August 2, 2018, 10:57		#3
Simbelmynë Senior Member Join Date: May 2012 Posts: 546 Rep Power: 15	AnandTech lists an aggregate performance index between latency and frequency. So for general usage I think 3333 with lower latency is better (I might go with 3200 CL12 even). It seems CFD cases need more testing though. Right now it looks like latency does have an impact considering the two cases (perhaps a structured mesh would give a different result?). I will continue to try to cream out more of the memory kits, but so far it has been impossible to go over 3466 even with extra voltage on VCCIO etc. The problematic part is that I have a remote setup with my computer in the basement and my monitor etc. two levels up.

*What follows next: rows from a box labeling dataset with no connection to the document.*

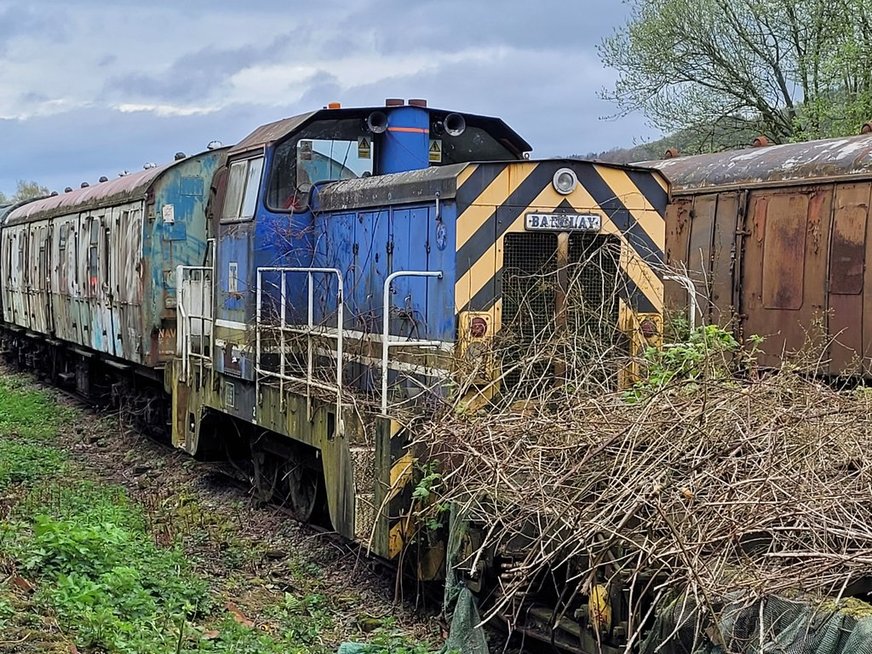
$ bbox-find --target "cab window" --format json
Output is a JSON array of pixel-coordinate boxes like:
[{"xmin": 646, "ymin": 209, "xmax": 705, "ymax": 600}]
[
  {"xmin": 221, "ymin": 157, "xmax": 263, "ymax": 220},
  {"xmin": 431, "ymin": 125, "xmax": 519, "ymax": 165},
  {"xmin": 267, "ymin": 118, "xmax": 375, "ymax": 211}
]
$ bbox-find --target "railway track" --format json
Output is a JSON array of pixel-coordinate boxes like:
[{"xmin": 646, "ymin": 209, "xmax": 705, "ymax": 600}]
[{"xmin": 31, "ymin": 375, "xmax": 576, "ymax": 654}]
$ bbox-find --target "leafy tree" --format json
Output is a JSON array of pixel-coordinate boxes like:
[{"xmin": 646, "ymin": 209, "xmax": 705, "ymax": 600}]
[
  {"xmin": 12, "ymin": 179, "xmax": 49, "ymax": 202},
  {"xmin": 599, "ymin": 0, "xmax": 872, "ymax": 149}
]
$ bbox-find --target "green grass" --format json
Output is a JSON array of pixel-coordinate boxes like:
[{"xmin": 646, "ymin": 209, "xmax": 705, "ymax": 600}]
[
  {"xmin": 0, "ymin": 376, "xmax": 432, "ymax": 654},
  {"xmin": 0, "ymin": 375, "xmax": 76, "ymax": 440}
]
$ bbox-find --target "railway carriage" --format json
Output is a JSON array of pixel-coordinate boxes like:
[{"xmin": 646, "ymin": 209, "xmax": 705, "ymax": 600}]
[
  {"xmin": 0, "ymin": 150, "xmax": 225, "ymax": 410},
  {"xmin": 650, "ymin": 134, "xmax": 872, "ymax": 378},
  {"xmin": 0, "ymin": 101, "xmax": 668, "ymax": 645}
]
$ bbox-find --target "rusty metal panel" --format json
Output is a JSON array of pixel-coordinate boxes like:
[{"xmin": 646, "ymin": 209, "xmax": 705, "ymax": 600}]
[
  {"xmin": 687, "ymin": 195, "xmax": 718, "ymax": 318},
  {"xmin": 7, "ymin": 167, "xmax": 170, "ymax": 225},
  {"xmin": 740, "ymin": 187, "xmax": 832, "ymax": 366},
  {"xmin": 763, "ymin": 193, "xmax": 808, "ymax": 310},
  {"xmin": 709, "ymin": 192, "xmax": 739, "ymax": 326},
  {"xmin": 663, "ymin": 198, "xmax": 693, "ymax": 312},
  {"xmin": 828, "ymin": 184, "xmax": 870, "ymax": 374}
]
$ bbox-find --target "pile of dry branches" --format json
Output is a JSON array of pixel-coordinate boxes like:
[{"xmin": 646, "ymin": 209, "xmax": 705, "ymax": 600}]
[{"xmin": 420, "ymin": 260, "xmax": 872, "ymax": 638}]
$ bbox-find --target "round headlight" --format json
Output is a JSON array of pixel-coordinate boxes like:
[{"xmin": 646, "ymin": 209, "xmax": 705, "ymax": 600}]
[{"xmin": 551, "ymin": 168, "xmax": 578, "ymax": 195}]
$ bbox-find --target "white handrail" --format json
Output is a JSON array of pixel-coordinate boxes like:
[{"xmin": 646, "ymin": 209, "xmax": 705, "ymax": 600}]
[
  {"xmin": 254, "ymin": 266, "xmax": 345, "ymax": 432},
  {"xmin": 176, "ymin": 266, "xmax": 215, "ymax": 380},
  {"xmin": 381, "ymin": 270, "xmax": 442, "ymax": 415}
]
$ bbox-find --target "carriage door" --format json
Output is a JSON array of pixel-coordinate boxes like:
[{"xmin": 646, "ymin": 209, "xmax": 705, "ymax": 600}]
[{"xmin": 91, "ymin": 215, "xmax": 116, "ymax": 355}]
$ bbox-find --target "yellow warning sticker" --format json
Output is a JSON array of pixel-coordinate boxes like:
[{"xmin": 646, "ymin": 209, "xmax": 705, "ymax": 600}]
[{"xmin": 430, "ymin": 139, "xmax": 442, "ymax": 163}]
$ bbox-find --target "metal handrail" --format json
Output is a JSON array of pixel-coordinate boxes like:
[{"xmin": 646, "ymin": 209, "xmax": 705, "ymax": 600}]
[
  {"xmin": 381, "ymin": 270, "xmax": 442, "ymax": 415},
  {"xmin": 176, "ymin": 266, "xmax": 215, "ymax": 380},
  {"xmin": 254, "ymin": 267, "xmax": 344, "ymax": 431}
]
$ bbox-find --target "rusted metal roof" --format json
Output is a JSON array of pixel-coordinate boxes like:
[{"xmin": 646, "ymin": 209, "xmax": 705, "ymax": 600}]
[
  {"xmin": 227, "ymin": 107, "xmax": 532, "ymax": 157},
  {"xmin": 639, "ymin": 134, "xmax": 872, "ymax": 194},
  {"xmin": 8, "ymin": 161, "xmax": 179, "ymax": 224},
  {"xmin": 228, "ymin": 109, "xmax": 318, "ymax": 157}
]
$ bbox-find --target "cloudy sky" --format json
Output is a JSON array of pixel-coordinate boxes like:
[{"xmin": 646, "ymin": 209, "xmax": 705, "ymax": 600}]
[{"xmin": 0, "ymin": 0, "xmax": 654, "ymax": 194}]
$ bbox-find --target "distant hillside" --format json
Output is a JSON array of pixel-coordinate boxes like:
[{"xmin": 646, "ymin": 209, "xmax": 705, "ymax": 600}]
[{"xmin": 570, "ymin": 120, "xmax": 760, "ymax": 163}]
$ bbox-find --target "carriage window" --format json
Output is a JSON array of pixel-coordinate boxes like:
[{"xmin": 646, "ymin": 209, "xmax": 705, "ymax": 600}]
[
  {"xmin": 266, "ymin": 118, "xmax": 376, "ymax": 211},
  {"xmin": 88, "ymin": 218, "xmax": 100, "ymax": 291},
  {"xmin": 221, "ymin": 157, "xmax": 263, "ymax": 220},
  {"xmin": 18, "ymin": 232, "xmax": 27, "ymax": 285},
  {"xmin": 58, "ymin": 223, "xmax": 70, "ymax": 293}
]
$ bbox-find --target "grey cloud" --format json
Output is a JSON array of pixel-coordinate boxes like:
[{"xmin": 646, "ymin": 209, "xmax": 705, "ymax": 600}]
[
  {"xmin": 0, "ymin": 5, "xmax": 65, "ymax": 55},
  {"xmin": 341, "ymin": 0, "xmax": 627, "ymax": 54},
  {"xmin": 106, "ymin": 35, "xmax": 288, "ymax": 102}
]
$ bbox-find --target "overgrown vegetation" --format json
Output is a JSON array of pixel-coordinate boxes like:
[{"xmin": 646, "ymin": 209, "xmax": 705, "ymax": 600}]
[{"xmin": 0, "ymin": 377, "xmax": 432, "ymax": 654}]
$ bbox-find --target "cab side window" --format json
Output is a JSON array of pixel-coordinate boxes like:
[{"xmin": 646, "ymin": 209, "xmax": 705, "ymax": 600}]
[{"xmin": 221, "ymin": 157, "xmax": 263, "ymax": 221}]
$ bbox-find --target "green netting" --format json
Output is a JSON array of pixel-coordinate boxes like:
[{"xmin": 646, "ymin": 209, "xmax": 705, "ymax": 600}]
[
  {"xmin": 442, "ymin": 505, "xmax": 488, "ymax": 654},
  {"xmin": 338, "ymin": 506, "xmax": 488, "ymax": 654},
  {"xmin": 640, "ymin": 596, "xmax": 872, "ymax": 654}
]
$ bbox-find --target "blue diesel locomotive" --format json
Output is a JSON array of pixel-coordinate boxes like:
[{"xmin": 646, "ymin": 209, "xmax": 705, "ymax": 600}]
[{"xmin": 0, "ymin": 100, "xmax": 668, "ymax": 652}]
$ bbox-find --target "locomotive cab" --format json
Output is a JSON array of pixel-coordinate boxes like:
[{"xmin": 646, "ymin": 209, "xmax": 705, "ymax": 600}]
[{"xmin": 166, "ymin": 102, "xmax": 668, "ymax": 654}]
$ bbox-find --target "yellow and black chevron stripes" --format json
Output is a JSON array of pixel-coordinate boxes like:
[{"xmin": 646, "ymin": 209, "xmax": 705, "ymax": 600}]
[
  {"xmin": 385, "ymin": 420, "xmax": 415, "ymax": 559},
  {"xmin": 455, "ymin": 160, "xmax": 668, "ymax": 320}
]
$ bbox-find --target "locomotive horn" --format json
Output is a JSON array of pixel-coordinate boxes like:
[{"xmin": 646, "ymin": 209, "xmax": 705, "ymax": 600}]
[
  {"xmin": 366, "ymin": 111, "xmax": 388, "ymax": 134},
  {"xmin": 442, "ymin": 114, "xmax": 466, "ymax": 136}
]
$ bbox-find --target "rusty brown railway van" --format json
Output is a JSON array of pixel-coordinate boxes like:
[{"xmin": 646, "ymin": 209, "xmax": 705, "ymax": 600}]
[{"xmin": 649, "ymin": 135, "xmax": 872, "ymax": 377}]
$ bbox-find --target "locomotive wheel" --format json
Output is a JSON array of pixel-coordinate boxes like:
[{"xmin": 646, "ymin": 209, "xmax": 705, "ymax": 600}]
[
  {"xmin": 286, "ymin": 463, "xmax": 321, "ymax": 522},
  {"xmin": 251, "ymin": 450, "xmax": 280, "ymax": 502}
]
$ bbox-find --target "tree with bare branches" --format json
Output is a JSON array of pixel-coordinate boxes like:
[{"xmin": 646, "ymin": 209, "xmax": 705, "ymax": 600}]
[{"xmin": 599, "ymin": 0, "xmax": 872, "ymax": 150}]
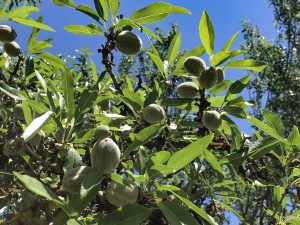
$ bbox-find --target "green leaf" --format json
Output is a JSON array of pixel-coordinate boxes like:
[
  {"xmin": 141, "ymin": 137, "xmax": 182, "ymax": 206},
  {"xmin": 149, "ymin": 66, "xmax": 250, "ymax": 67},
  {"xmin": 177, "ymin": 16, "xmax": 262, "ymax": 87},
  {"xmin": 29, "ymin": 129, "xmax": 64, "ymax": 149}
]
[
  {"xmin": 225, "ymin": 75, "xmax": 251, "ymax": 101},
  {"xmin": 6, "ymin": 6, "xmax": 40, "ymax": 18},
  {"xmin": 147, "ymin": 52, "xmax": 165, "ymax": 77},
  {"xmin": 224, "ymin": 59, "xmax": 267, "ymax": 73},
  {"xmin": 288, "ymin": 126, "xmax": 300, "ymax": 146},
  {"xmin": 173, "ymin": 45, "xmax": 205, "ymax": 75},
  {"xmin": 211, "ymin": 51, "xmax": 230, "ymax": 66},
  {"xmin": 167, "ymin": 32, "xmax": 181, "ymax": 66},
  {"xmin": 167, "ymin": 134, "xmax": 214, "ymax": 171},
  {"xmin": 0, "ymin": 81, "xmax": 26, "ymax": 101},
  {"xmin": 199, "ymin": 11, "xmax": 215, "ymax": 56},
  {"xmin": 64, "ymin": 25, "xmax": 102, "ymax": 35},
  {"xmin": 63, "ymin": 148, "xmax": 83, "ymax": 173},
  {"xmin": 75, "ymin": 88, "xmax": 99, "ymax": 121},
  {"xmin": 10, "ymin": 17, "xmax": 55, "ymax": 31},
  {"xmin": 22, "ymin": 111, "xmax": 53, "ymax": 142},
  {"xmin": 130, "ymin": 2, "xmax": 191, "ymax": 24},
  {"xmin": 159, "ymin": 185, "xmax": 217, "ymax": 225},
  {"xmin": 158, "ymin": 201, "xmax": 199, "ymax": 225},
  {"xmin": 76, "ymin": 4, "xmax": 99, "ymax": 22},
  {"xmin": 13, "ymin": 172, "xmax": 62, "ymax": 204},
  {"xmin": 161, "ymin": 98, "xmax": 194, "ymax": 106},
  {"xmin": 247, "ymin": 115, "xmax": 290, "ymax": 146},
  {"xmin": 37, "ymin": 52, "xmax": 66, "ymax": 69},
  {"xmin": 94, "ymin": 0, "xmax": 108, "ymax": 21},
  {"xmin": 99, "ymin": 204, "xmax": 152, "ymax": 225},
  {"xmin": 123, "ymin": 124, "xmax": 165, "ymax": 157},
  {"xmin": 61, "ymin": 69, "xmax": 75, "ymax": 121},
  {"xmin": 221, "ymin": 31, "xmax": 240, "ymax": 52},
  {"xmin": 262, "ymin": 109, "xmax": 284, "ymax": 137}
]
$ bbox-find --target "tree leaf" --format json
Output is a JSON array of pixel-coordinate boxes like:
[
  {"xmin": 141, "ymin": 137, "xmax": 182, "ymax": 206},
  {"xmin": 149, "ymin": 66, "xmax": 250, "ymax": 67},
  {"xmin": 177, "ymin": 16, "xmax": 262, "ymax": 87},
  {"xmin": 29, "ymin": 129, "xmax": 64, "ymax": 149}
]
[
  {"xmin": 167, "ymin": 134, "xmax": 214, "ymax": 171},
  {"xmin": 64, "ymin": 25, "xmax": 102, "ymax": 35},
  {"xmin": 130, "ymin": 2, "xmax": 191, "ymax": 24},
  {"xmin": 123, "ymin": 124, "xmax": 165, "ymax": 157},
  {"xmin": 99, "ymin": 204, "xmax": 152, "ymax": 225},
  {"xmin": 13, "ymin": 172, "xmax": 62, "ymax": 204},
  {"xmin": 10, "ymin": 17, "xmax": 55, "ymax": 32},
  {"xmin": 61, "ymin": 69, "xmax": 75, "ymax": 121},
  {"xmin": 199, "ymin": 11, "xmax": 215, "ymax": 56},
  {"xmin": 224, "ymin": 59, "xmax": 267, "ymax": 73},
  {"xmin": 221, "ymin": 31, "xmax": 240, "ymax": 52},
  {"xmin": 167, "ymin": 32, "xmax": 181, "ymax": 66},
  {"xmin": 159, "ymin": 185, "xmax": 217, "ymax": 225},
  {"xmin": 22, "ymin": 111, "xmax": 53, "ymax": 142},
  {"xmin": 158, "ymin": 201, "xmax": 199, "ymax": 225}
]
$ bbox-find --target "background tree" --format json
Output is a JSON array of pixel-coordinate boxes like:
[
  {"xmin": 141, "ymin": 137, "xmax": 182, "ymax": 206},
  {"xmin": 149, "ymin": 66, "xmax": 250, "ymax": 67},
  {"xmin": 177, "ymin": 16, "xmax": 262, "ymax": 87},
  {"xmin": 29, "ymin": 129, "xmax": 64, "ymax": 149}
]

While it is very nice to have a completely silent work-space, it is not as nice to do overclocking where you constantly need to run up and down several stairs to reboot a crashed machine

August 2, 2018, 11:01		#4
flotus1 Super Moderator Alex Join Date: Jun 2012 Location: Germany Posts: 3,399 Rep Power: 46	And their performance index is based on what? Seems like the applied a pretty arbitrary formula here: Frequency divided by CL, thus assuming linear scaling for both latency and frequency. It may be convenient, but at the same time pretty irrelevant and misleading. I am trying hard to avoid calling BS on that, but that's what it is

August 2, 2018, 11:16		#5
Simbelmynë Senior Member Join Date: May 2012 Posts: 546 Rep Power: 15	lol, yes perhaps it is. However, given that the access time differed by 3.5% and the bandwidth by 4% we have a 0.5% difference in favor of the faster memory. This is in fact exactly what we see in the calculations. Obviously I need to do much more experiments to be able to state anything with confidence.

August 2, 2018, 13:25		#6
evcelica Senior Member Erik Join Date: Feb 2011 Location: Earth (Land portion) Posts: 1,167 Rep Power: 23	I've always seen bandwidth being more important than latency. So frequency is more important than CL timings. Especially when you are memory bandwidth limited (overclocked processors, or high CPU core to memory channel ratio) One test was with ANSYS mechanical: 3930K overclocked to 4.4 GHz: 2, 3, and 4 processors: Going from 1600MHz CL 11-11-11 to CL 9-9-9 gave me an increase of: 2%, 2.7%, and 1.2% Going from 1600MHz CL 9-9-9 to 2133 MHz CL 9-11-10-28 gave me an increase of: 8.9%, 9.9%, and 11.5%

August 2, 2018, 16:39		#7
Simbelmynë Senior Member Join Date: May 2012 Posts: 546 Rep Power: 15	Access time 1600 MHz@CL11 = 13.75 ns Access time 1600 MHz@CL9 = 11.25 ns Access time 2133 MHz@CL9 = 8.44 ns In your first test you decrease the access time by 18% and have no change to bandwidth. In your second test you decrease the access time by 25% while also increasing the bandwidth by 33%. To make a fair comparison of bandwidth and access time I think you should keep the access time constant (2133 MHz@CL12 is close to 11.25 ns). Anyways it seems clear that the access time improvement is not of the same magnitude as the benefit of increasing the frequency. In your test at least.

August 2, 2018, 16:58		#8
flotus1 Super Moderator Alex Join Date: Jun 2012 Location: Germany Posts: 3,399 Rep Power: 46	Whenever you write a CFD code and try to optimize for execution speed, one of the priorities has to be sequential memory access. Avoiding latency-bound execution as much as possible. One of the reasons behind it: While memory bandwidth has improved over the past decades, latency remains more or less stagnant. So if your code was latency-bound, you would be stuck with the same performance that hardware 10-20 years old could deliver. Advanced prefetching techniques can hide some poor coding, but they can only do so much.